Rains seen hampering coffee, cane harvest in Brazil, but will cease soon

SAO PAULO (Reuters) - Ample rains in most of the sugar and coffee areas in Brazil this week are expected to bring harvest operations to a halt, but forecasts indicate precipitation will pause at the end of this week and a prolonged dry period will follow.

According to Eikon’s Agriculture Weather Dashboard, coffee areas in the main producing area in the south of Minas Gerais state will receive around 15 millimeters (0.6 inch) of rain early this week.

The same pattern is seen for sugar cane areas such as Piracicaba and Ribeirão Preto, in the main sugar state of Sao Paulo.

In both cases, however, rains are expected to stop from Wednesday or Thursday and then some 10 days of dry weather should allow mills and coffee producers to resume harvest operations in good conditions.

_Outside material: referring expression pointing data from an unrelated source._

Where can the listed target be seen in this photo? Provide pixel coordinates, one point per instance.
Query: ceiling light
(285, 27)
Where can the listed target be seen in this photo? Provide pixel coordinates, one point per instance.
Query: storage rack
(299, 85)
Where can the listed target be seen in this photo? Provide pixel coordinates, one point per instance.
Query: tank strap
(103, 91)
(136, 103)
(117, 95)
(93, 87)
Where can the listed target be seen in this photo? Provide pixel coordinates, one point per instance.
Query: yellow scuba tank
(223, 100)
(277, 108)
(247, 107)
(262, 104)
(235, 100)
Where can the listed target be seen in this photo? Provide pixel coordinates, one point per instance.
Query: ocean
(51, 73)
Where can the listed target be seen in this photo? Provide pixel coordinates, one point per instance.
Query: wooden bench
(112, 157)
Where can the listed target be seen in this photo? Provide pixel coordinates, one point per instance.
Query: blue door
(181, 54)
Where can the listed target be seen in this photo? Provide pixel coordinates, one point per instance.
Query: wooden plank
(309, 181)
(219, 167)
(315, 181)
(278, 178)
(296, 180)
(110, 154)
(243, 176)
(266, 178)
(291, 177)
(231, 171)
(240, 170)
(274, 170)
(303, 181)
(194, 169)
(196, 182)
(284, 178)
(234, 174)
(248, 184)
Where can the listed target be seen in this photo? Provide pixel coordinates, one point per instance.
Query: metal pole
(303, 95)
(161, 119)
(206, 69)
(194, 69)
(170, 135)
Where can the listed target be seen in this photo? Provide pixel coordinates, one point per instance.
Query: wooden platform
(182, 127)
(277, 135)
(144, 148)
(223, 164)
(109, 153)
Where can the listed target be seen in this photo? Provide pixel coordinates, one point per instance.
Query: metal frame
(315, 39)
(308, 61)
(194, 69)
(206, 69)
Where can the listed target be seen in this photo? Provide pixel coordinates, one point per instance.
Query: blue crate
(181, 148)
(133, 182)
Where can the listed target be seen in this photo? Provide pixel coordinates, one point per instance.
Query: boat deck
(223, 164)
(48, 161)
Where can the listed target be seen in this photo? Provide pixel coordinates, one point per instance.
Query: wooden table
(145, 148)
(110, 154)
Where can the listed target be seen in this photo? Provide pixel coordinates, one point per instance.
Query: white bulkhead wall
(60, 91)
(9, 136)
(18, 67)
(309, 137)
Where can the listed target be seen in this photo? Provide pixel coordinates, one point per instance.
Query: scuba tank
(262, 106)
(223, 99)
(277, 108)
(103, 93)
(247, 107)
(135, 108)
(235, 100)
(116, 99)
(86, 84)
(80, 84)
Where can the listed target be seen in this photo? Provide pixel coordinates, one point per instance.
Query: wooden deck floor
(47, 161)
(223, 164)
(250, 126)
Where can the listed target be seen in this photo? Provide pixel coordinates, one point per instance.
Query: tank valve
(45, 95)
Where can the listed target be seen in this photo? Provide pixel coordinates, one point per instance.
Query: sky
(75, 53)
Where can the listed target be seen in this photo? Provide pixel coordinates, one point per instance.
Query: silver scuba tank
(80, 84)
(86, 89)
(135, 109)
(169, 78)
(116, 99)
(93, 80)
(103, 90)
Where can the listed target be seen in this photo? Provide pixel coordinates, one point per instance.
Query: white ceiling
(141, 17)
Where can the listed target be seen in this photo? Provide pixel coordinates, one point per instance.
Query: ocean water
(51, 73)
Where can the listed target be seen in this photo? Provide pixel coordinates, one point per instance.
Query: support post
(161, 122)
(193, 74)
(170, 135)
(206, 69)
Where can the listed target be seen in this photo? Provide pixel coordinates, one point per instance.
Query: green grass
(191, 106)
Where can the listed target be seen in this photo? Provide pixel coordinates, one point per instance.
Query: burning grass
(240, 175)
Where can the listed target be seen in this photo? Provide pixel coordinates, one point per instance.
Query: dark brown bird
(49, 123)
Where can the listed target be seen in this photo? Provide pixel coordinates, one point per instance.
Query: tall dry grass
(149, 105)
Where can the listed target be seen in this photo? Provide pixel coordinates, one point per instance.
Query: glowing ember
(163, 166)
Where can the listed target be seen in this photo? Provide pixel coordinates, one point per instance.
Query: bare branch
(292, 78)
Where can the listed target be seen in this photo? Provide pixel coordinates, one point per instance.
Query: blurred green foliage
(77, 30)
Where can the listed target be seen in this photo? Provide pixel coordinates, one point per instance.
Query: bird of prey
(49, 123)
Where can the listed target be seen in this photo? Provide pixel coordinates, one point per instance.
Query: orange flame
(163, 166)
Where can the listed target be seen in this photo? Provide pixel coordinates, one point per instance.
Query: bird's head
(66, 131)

“Many mills should stop harvesting, but they will be able to make up for the lost time through June,” said Celso Oliveira, an weather expert at Somar Meteorologia in Sao Paulo.

He says there has been more rains than normal this year, considering April and May, caused by the El Nino climate phenomenon. Oliveira says El Nino should continue to influence weather in Brazil until later this year.

“It could be good for cane plantations, but not so good for coffee,” he said.

Cana in general benefits from alternating weather, with periods of rain and dryness. For coffee, Oliveira said, rains during the winter time could impact quality of beans, and might impact flowering for next year’s crop.

“Coffee trees usually need a water stress to be able to bear more flowers when the spring comes,” he said.

Coffee analyst Pharos said in a report on Monday that most coffee areas in Brazil reported above-average precipitation for February, April and May, something that has disturbed farmers in their initial harvest work.

But since most of Brazil’s coffee is collected in June and July, there is time for an improvement on harvest and coffee drying operations.

Brazil is expected to harvest a smaller coffee crop this year, seen by analysts at between 53 million and 58 million 60-kg bags, compared to 63 million bags last year.

The center-south cane crop is seen stable compared with the previous season, at around 570 million tonnes.